An old friend from high school is a photographer, and I find myself often studying his pictures. How does a person, using a camera, create beauty? I’m sure that question opens up a whole can of worms, and blog posts from shutter geeks, but I study the pictures and wonder, could I do that? I seem to be on the search for beauty, and how to create it with my own hands, like a little girl with a brand new box of 64 Crayola Crayons. Surely, with that many colors, exactly the same height and sharpness, one could create something? But, like that little girl, there is much excitement over the tools, but little vision.

Maslow’s hierarchy doesn’t mention vision, but I wonder where it fits on the tiered pyramid.

How many folks driving home tonight through the forest of subdivision sameness are searching for a vision? A vision that will leap-frog them off the ash-heap of life, and up to the tower of self-actualization? How many blue-collar-white-collar-any-collar workers are driving home with that same feeling in their gut–there must be more than just this? In Maslow’s world there is, and though I realize his theories have been supplanted by others since 1943 (or thereabouts for when he wrote the paper on human motivation), I think the pyramid that followed his theory, resonates with most people because it is simply true. If bills must be paid, then I am working to pay them, not creating beautiful things. If safety is not secured (i.e. my employment is always fluctuating, or I live in a crummy part of town) then I am focused on creating a safe environment for myself. If I lack community, then establishing a community base is my focus. Once these things are in order, then I can create and in the process become self-actualized–if I am not dead already.

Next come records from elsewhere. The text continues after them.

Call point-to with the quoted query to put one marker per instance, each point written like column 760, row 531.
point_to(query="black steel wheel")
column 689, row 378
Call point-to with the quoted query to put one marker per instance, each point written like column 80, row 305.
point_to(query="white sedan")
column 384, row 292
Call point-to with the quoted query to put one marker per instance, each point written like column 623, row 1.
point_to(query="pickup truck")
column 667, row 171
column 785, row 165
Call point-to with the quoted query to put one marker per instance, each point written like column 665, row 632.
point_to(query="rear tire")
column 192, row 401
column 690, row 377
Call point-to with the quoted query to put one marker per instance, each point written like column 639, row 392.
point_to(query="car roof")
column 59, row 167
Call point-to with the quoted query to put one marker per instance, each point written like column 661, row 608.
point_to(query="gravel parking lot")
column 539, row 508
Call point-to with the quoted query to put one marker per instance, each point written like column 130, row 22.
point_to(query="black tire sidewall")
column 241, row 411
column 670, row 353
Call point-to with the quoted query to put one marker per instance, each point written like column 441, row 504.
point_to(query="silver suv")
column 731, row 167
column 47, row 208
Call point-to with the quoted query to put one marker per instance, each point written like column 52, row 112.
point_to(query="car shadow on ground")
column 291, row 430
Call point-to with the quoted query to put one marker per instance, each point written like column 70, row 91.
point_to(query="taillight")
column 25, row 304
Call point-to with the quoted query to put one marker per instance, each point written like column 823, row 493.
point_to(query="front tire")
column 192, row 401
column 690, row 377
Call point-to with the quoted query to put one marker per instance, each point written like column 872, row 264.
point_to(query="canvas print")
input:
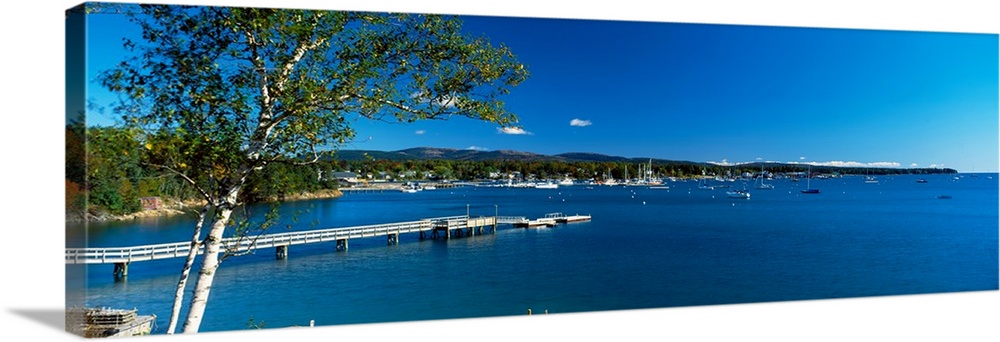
column 234, row 168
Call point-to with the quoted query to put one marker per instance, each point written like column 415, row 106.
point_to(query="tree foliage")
column 217, row 94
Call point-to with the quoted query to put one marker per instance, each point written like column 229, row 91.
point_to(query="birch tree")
column 222, row 92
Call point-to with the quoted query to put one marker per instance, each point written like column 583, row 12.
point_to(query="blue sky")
column 718, row 93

What is my point? Yes, you’re thinking, what is it?

Maslow’s heirarchy is missing God. It adds religion and morality, but lacks a personal relationship with the creator of the universe and oneself. Like the Tower of Babel, the climb up is motivated by a desire to understand and know ourselves better, but not necessarily to know God better. Maybe the self-actualization process is to find our own glory? And, therein lies the key to this dilemma.

Once, prior to becoming a Christian, a friend (who was a Christian) made the comment to me that we could do not do “it” (whatever the it of the moment was) without God. I understood the truth of that statement and have since known that all my endeavors must be guided by and entrusted to the One who has given me the desires of my heart (Psalm 37:4). So, if it is beauty I desire, and beauty I long to create, it matters not which tier I camp on, because God camps on them all.

In my job I see gardens that cost thousands to install, but sometimes I am honored to see a garden that cost nothing to install, yet like my friend and his camera, have captured beauty in a simple pot of begonias or hanging basket. Maslow must not have read 1 Corinthians Chapter One, where God tells us that he will make the foolish wise and the wise foolish. I take that to mean he can flip Maslow’s pyramid on its head and bring beauty forth from working hands and self-actualization to my garbage man (who, by the way, is always singing). So, I’ll not despair that the bottom rung seems so very far from beauty, but will look to my Lord and Savior and ask, where does beauty reside today, Lord?